So, the sharing conference was a big fat washout! We met our adoption person, P, at the agency on Monday, June 1st for the conference call. We began exclaiming how excited we are (and we totally were) only to be countered with the commend “We’ve been thrown a curve ball…” Turns out, the younger girl (9 year old) has been placed in a pre-adoptive home with her oldest sister. As disappointed as we were, we were also relieved. You see, the week before this conference call, on May 20th, S and I had gone to an adoption event in Massachusetts. I didn’t’ want to go, but my wife is always prepared, “What if something happens and the upstate placement doesn’t work out?” she asked me. She always thinks ahead like that. I was certain those were our girls so I wasn’t reading to engage with the waiting children at this event. I went…but I was determined not to participate.
While at the adoption even, a social worker named M-K introduced us to a 12 year old girl named “M——-“. We recognized her from an adoption website. S and I would often drank coffee and search the various adoption websites on weekend mornings. In fact we commented to one another about how perfect she was, but… she had very little hair. “I wonder what that’s about?”, I said as I showed S her picture. There she was, with big fat chunky glasses with big beautiful blue eyes and fuzzy short blonde hair.
When we met her, at the adoption event she smiled, wiped her cookie crumb hands on her pants and offered us a hand shake. She was full of excitement and interested in where we were from. “Long Island!?” She squealed with childlike excitement. I wondered if she even knew where Long Island even was.
She shared with us she loved to eat, enjoyed electronics and playing games. We learned from her social worker that she has Trichotillomania, a hair pulling disorder which explained the fuzzy short hair.
I spent very little time with this M because I was determined not to be disloyal to the upstate girls who have been matched with us. Plus, I’ll admit the hair pulling issue kinda freaked me out. I kept my distance trying not to be obvious or too awkward. I couldn’t keep my eye off of her. I watched her interact with the animals in the petting zoo. I watched her run from activity to activity, then go eat pizza. She was certainly animated and she seemed really smart. Then, as we were getting ready to leave she approached us. “I’m leaving now” she said smiling “and I wanted to just say goodbye and It was nice meeting you.” Just when I wondered if I should hug her, she extended her hand for a goodbye handshake. Ughgh…my heart. I was hooked.
As we drove home, I tried to convince S that we should submit our home-study to her social worker and reminded her – “Just in case.” S was unsure about the hair pulling. I decided I would research it.
I did…i researched it. It’s not that frightening and I also decided if M is meant to be our kid, then S will be on board and it will happen organically. So, when we found out that our upstate placement fell through, we were both so relieved.
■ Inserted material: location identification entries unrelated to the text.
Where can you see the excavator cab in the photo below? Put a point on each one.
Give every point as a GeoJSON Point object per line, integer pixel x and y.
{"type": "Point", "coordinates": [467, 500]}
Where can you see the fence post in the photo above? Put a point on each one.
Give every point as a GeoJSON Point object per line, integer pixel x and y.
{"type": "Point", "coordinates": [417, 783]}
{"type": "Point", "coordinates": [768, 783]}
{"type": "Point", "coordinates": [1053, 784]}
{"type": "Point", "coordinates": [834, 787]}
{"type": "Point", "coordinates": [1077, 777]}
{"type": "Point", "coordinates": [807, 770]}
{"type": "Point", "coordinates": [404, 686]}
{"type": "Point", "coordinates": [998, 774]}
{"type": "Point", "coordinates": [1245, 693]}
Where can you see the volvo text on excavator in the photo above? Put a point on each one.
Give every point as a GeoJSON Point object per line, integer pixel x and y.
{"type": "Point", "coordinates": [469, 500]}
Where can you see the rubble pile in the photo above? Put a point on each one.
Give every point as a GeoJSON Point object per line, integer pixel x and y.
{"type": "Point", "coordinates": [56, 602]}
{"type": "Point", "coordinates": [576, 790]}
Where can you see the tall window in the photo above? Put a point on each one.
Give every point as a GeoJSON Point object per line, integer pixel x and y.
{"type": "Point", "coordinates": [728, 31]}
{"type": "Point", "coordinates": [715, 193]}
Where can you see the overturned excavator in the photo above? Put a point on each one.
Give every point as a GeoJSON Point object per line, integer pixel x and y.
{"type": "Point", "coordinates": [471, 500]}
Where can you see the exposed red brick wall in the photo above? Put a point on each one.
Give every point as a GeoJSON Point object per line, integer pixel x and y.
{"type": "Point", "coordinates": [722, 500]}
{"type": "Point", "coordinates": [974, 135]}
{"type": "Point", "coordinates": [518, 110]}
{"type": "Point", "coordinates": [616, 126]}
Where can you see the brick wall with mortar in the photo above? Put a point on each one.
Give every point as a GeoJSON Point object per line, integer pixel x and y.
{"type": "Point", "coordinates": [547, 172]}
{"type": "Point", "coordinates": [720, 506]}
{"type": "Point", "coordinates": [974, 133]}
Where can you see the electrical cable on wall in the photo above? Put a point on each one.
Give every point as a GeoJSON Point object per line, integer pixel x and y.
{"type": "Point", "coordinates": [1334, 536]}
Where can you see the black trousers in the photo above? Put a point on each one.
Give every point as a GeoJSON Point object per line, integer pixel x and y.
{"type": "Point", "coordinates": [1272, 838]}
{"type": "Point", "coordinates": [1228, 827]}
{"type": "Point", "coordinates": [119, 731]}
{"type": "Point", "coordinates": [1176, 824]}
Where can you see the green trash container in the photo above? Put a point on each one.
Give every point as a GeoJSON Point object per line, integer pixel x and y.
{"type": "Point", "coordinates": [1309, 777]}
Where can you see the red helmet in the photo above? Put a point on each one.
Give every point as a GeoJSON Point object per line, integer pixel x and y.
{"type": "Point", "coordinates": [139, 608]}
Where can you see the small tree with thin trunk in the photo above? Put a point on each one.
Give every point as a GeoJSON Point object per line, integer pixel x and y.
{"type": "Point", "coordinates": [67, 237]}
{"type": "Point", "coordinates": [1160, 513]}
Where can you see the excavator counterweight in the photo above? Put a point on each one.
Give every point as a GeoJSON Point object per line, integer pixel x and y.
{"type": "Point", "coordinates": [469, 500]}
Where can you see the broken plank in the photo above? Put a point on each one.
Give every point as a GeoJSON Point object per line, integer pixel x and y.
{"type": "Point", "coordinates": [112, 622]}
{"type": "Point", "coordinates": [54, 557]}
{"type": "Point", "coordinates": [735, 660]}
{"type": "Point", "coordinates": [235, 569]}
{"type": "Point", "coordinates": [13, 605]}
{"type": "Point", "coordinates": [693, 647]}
We looked at each other and confessed that we really wanted M! We immediately submitted our homestudy to her social worker.
Monday, June 19th 2017, we went to Massachusetts for our “Disclosure Meeting”. We were handed a stack of papers three inches thick and was told “this is M”. Wow…I read some really disturbing stuff. It left me breathless and sickened. I decided that is NOT M.
I don’t really know exactly what we have just signed up for. I’m pretty sure it’s going to be a bumpy ride. But for now, I just know I’m expecting a daughter. A bouncing preadolescent girl. I am preparing myself to protect her, guide her, advocate for her and love her unconditionally with every ounce of passion I have. She doesn’t have to like me, or appreciate me, or even respect me (but I hope she does all three!!!!), she is our daughter and she doesn’t even know it yet.